Libraries have always been a place to spark inspiration, but the Syosset Public Library is taking its commitment to this ideal to a whole new level. Officials at the Syosset library recently announced the opening of Creation Station, a “makerspace” where users can investigate emerging technologies.
“A ‘makerspace,’ the latest innovation for libraries, is a do-it-yourself space where people of all ages can gather to imagine, create, invent and learn, which is exactly how the Creation Station is envisioned,” said library director, Karen Liebman.

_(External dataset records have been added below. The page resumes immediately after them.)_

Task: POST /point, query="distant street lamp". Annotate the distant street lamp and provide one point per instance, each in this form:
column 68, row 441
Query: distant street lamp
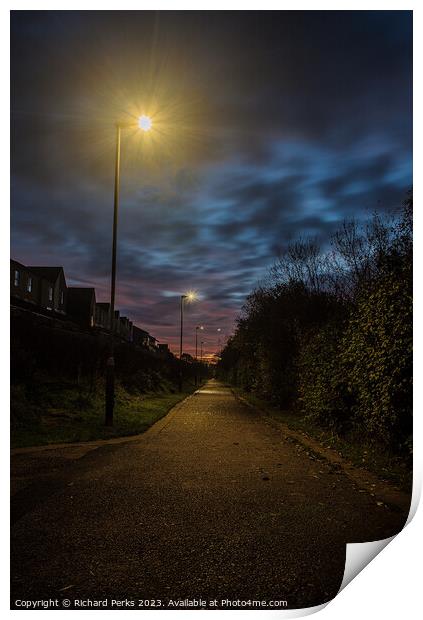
column 145, row 124
column 190, row 296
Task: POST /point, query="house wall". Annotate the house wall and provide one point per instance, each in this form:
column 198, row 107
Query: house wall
column 25, row 278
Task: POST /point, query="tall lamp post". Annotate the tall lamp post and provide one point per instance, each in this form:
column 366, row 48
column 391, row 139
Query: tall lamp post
column 196, row 351
column 144, row 123
column 196, row 340
column 191, row 296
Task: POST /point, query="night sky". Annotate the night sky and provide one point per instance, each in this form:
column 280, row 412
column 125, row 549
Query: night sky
column 267, row 126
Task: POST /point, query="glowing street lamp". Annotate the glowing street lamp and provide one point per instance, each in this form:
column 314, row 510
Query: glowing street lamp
column 145, row 124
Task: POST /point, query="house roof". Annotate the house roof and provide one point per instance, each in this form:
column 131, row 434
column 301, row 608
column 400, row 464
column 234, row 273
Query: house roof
column 81, row 294
column 48, row 273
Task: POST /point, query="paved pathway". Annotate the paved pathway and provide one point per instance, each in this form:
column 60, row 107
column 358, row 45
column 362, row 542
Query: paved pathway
column 212, row 503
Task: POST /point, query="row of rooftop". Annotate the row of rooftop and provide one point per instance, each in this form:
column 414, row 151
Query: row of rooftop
column 44, row 289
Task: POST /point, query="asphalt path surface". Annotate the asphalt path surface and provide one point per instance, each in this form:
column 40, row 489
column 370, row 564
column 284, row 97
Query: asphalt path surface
column 211, row 503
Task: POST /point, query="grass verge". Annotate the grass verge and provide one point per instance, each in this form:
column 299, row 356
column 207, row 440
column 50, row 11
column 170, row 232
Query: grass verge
column 368, row 456
column 65, row 413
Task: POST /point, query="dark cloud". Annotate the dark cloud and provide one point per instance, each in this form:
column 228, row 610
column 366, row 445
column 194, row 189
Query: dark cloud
column 271, row 125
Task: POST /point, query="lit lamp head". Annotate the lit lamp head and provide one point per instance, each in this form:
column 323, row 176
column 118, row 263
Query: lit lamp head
column 190, row 296
column 145, row 123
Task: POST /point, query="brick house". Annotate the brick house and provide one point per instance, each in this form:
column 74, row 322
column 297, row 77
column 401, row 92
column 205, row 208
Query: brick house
column 81, row 305
column 44, row 287
column 102, row 315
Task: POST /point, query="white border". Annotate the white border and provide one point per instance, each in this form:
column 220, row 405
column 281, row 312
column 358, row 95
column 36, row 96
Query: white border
column 390, row 586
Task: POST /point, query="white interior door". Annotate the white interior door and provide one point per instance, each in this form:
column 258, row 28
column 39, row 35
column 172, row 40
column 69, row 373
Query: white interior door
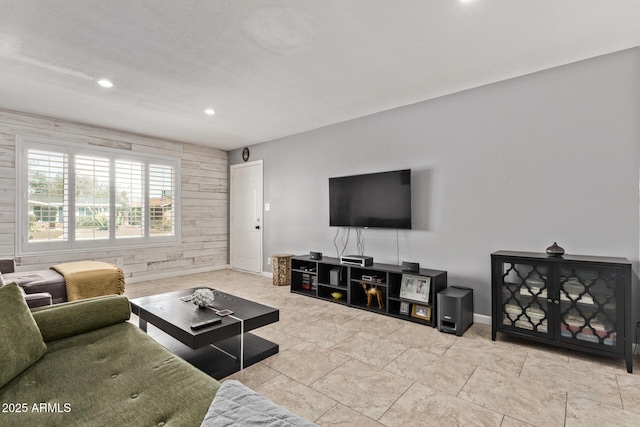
column 246, row 216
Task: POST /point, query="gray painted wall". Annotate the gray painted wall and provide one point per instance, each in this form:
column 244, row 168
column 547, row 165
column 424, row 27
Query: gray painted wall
column 515, row 165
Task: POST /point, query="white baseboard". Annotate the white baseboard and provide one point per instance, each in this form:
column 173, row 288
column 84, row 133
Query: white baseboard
column 175, row 273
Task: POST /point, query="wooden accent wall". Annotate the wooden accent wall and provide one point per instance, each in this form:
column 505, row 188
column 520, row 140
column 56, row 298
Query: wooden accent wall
column 203, row 196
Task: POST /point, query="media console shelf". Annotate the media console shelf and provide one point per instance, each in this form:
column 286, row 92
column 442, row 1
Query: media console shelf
column 314, row 278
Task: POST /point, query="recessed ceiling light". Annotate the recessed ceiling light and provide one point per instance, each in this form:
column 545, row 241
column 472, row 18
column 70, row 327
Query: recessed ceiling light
column 105, row 83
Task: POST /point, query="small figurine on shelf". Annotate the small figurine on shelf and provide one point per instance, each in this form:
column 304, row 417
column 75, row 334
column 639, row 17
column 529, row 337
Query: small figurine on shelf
column 203, row 297
column 371, row 292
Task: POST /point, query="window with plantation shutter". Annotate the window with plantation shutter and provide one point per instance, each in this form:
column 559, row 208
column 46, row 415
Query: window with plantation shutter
column 161, row 213
column 92, row 180
column 130, row 200
column 72, row 197
column 47, row 193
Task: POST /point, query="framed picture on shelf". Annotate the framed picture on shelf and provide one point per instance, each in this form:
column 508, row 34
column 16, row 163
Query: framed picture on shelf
column 404, row 307
column 415, row 288
column 421, row 312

The creation station comes equipped with something for all the creative minds that venture into the Syosset Library. The station is equipped with two Makerbot Replicator 5th Generation 3D printers and a variety of design software and apps. Users of all ages can find and create 3D objects for fun or work using ecofriendly bioplastic material. These modern printers use “additive” technology to build objects layer by layer from the bottom up using the melted plastic, which then cools and hardens. Three-dimensional printing is becoming commonplace in both the academic and business worlds.
“We are meeting the needs of the community,” said Liebman. “Middle and high school students are being exposed to this technology at the schools and can continue their projects and assignments in the library. Local business owners will also benefit from having access to this emerging technology.”
The iMac computers will have programs such as iMovie, Garage Band and Adobe Photoshop, allowing users to exhibit their creativity by producing and editing their own movies, music and photographs. Youngsters of all ages can practice cartooning skills using Sketchbook Express and Anime Studio. In addition, two iPads will be fully loaded with creative apps such as Artsy, Sploder Arcade Creator, Tinkerplay, Cubify Draw and other craft, art and design related programs.
Craft enthusiasts will be able to complete unique scrapbooking, home décor and seasonal projects using the Cricut Explore Air. By choosing online, preprogrammed patterns or by creating their own, users will be able to download designs and cut them electronically. The machine can be used to cut a wide variety of materials including paper, vinyl and fabrics.
To emphasize the library’s commitment to cutting edge technology, it is partnering with local teen volunteers and Enabling The Future (www.enablingthefuture.org/), a non-profit organization dedicated to pairing volunteer makers with people who are in need of prosthetic hands. After printing and assembling a prototype hand, the library is in the process of being paired with a person in need.
Sharon Long, head of teen services at the Syosset library, has been using an earlier generation Makerbot with teens for several years.
“We knew it was time to find a space for the community to explore this new technology once we started hearing that their parents wanted a chance to be creative too”, said Liebman.